Viele Unternehmen stehen vor der Herausforderung: Die geburtenstarken Jahrgänge gehen in Rente – und mit ihnen Jahrzehnte an Fachwissen und praktischer Erfahrung im Betrieb. Der Druck, eine Nachfolge für eine freiwerdende Position zu finden, ist groß. Gerade wenn es um die Neubesetzung einer Schlüsselposition wie einer Führungsstelle geht, müssen dringend Lösungen her. Oft fehlt dann die Zeit für einen gründlichen Wissenstransfer von älteren und erfahrenen Beschäftigten auf ihre jüngeren Nachfolgerinnen und Nachfolger. Wichtiges betriebsspezifisches Know-how fällt „unter den Tisch“. Die hinterlassenen Wissenslücken beeinträchtigen später die Prozessqualität.
Zeit gewinnen für den Wissenstransfer
Das ams Osram-Werk in Schwabmünchen zeigt, wie es besser geht. Dort wurde eine Lösung für den Führungswechsel entwickelt, die Zeit für den Erfahrungsaustausch zwischen bisheriger und neuer Führungskraft lässt. Tatkräftige fachliche Unterstützung der neuen Führungskraft bei Bedarf ist dabei eingeschlossen. Insgesamt: ein gutes Beispiel für ein gelingendes und sozial sensibles Wissensmanagement.
Wissenstransfer als Schlüssel zur Prozesssicherheit
Bei ams Osram arbeiten rund 280 Beschäftigte. Hergestellt werden dort hochspezialisierte Vorerzeugnisse für LEDs und Leuchtmittel – zum Beispiel für Taschenlampen in Handys oder Scheinwerfer in Autos. Die Fertigung erfolgt flexibel und hoch digitalisiert, Stichwort „Smart Manufacturing“. Null Fehler bei immer komplexer werdenden Produkten stellen hohe Anforderungen an die Präzision und Prozessstabilität. Das Unternehmen setzt dabei auf gut geschulte Beschäftigte in altersgemischten Teams sowie auf leistungsfähige Organisations- und Führungsstrukturen. Dazu gehört ein gelingender Wissenstransfer bei Führungswechseln. Er ist von hoher Bedeutung für Kontinuität und Stabilität der Produktionsabläufe.

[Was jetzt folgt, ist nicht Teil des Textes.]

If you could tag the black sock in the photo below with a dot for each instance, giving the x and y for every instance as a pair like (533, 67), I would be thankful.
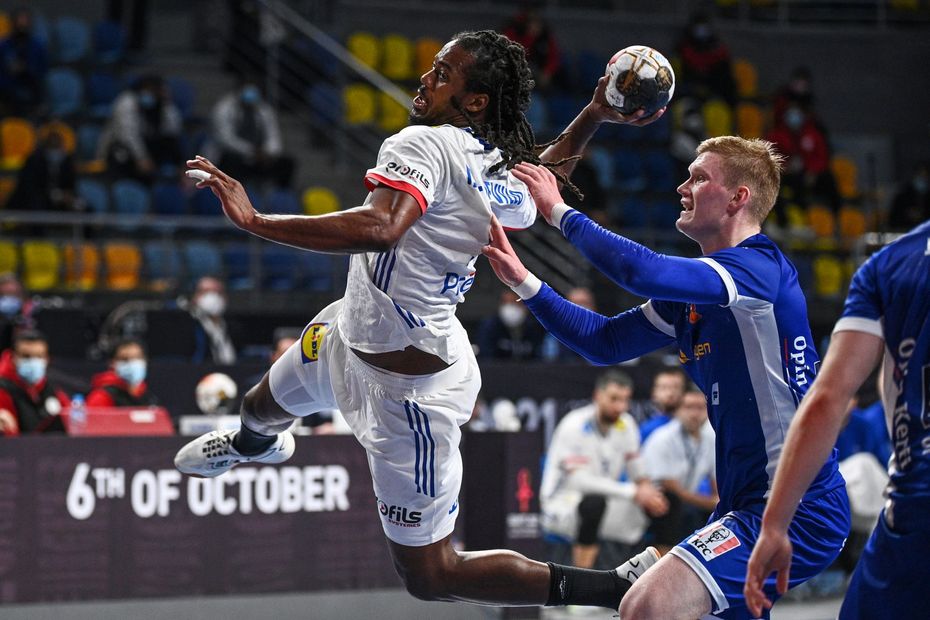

Ausgangslage – Wissensverlust beim Führungswechsel
Der Werkleiter, Herr Hild, berichtet, dass die Nachfolge beim Führungspersonal über einen langen Zeitraum konventionell verlief: Eine neue Führungskraft trat erst dann die Stelle an, als die bisherige in den Ruhestand wechselte. Bei den Übergaben konnte das Erfahrungswissen der ausscheidenden Person nur unzureichend abgerufen werden. Wichtige Fragen der Ablaufgestaltung, mögliche Störquellen und Lösungsmaßnahmen blieben ungeklärt: Sie warfen erst dann Probleme auf, als der alte Stelleninhaber bereits in Rente war. Für den Betrieb konnte dies zur Folge haben, dass man „komplett neu strukturiert hat“, betont Herr Hild. Das wollte man so nicht mehr hinnehmen. Also entwickelte man im Werk eine neue, klügere Lösung. Sie eröffnet große zeitliche Spielräume für sorgfältigen und systematischen Wissenstransfer. Und sie gibt dem jüngeren Nachfolger wie auch dem älteren Vorgänger gute berufliche Perspektiven.

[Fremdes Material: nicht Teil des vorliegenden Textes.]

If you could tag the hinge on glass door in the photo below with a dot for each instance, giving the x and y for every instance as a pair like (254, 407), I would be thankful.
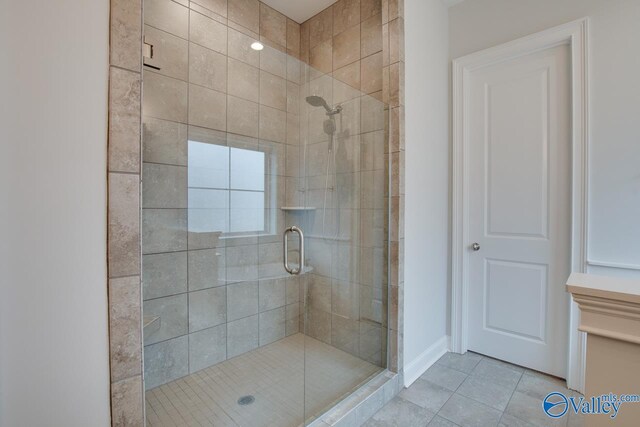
(147, 54)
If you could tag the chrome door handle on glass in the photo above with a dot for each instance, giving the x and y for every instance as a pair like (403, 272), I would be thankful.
(285, 244)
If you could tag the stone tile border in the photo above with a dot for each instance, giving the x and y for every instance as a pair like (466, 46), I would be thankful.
(123, 247)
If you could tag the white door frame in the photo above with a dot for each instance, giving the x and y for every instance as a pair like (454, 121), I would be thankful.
(575, 35)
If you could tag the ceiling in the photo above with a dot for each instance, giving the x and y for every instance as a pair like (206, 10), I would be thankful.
(299, 10)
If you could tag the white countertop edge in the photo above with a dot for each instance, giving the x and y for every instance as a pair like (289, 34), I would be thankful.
(604, 286)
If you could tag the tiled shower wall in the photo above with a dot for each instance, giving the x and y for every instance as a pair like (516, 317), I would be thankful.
(210, 292)
(347, 290)
(124, 169)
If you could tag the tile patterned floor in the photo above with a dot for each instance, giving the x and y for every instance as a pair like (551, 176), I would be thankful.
(471, 390)
(285, 377)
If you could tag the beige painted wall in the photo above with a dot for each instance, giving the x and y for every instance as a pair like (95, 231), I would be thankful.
(427, 183)
(614, 181)
(54, 366)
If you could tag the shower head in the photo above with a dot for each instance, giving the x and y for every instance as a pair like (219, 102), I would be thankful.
(318, 101)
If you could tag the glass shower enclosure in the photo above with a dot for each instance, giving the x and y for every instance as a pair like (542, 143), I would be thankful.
(240, 146)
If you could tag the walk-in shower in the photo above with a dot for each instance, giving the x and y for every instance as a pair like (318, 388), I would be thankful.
(243, 328)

Räume für den Wissenstransfer: Führungswechsel in der Fertigung
In der Mechanischen Fertigung stand die Nachfolge auf der Meisterposition an. Dieser Job beinhaltet die Leitung eines Schichtbetriebs und sei, so Herr Hild, ein „Job mit hohem Druck“. Die neue Lösung bestand aus zwei Komponenten:
- Der Führungswechsel in der Fertigung beinhaltete einen zeitlich ausgedehnten Übergabeprozess. Herr Hild berichtet, dass der ältere Meister – ausgestattet mit langjährigen Berufserfahrungen – seine Aufgaben nicht abrupt, sondern schrittweise an den Neuling übergab.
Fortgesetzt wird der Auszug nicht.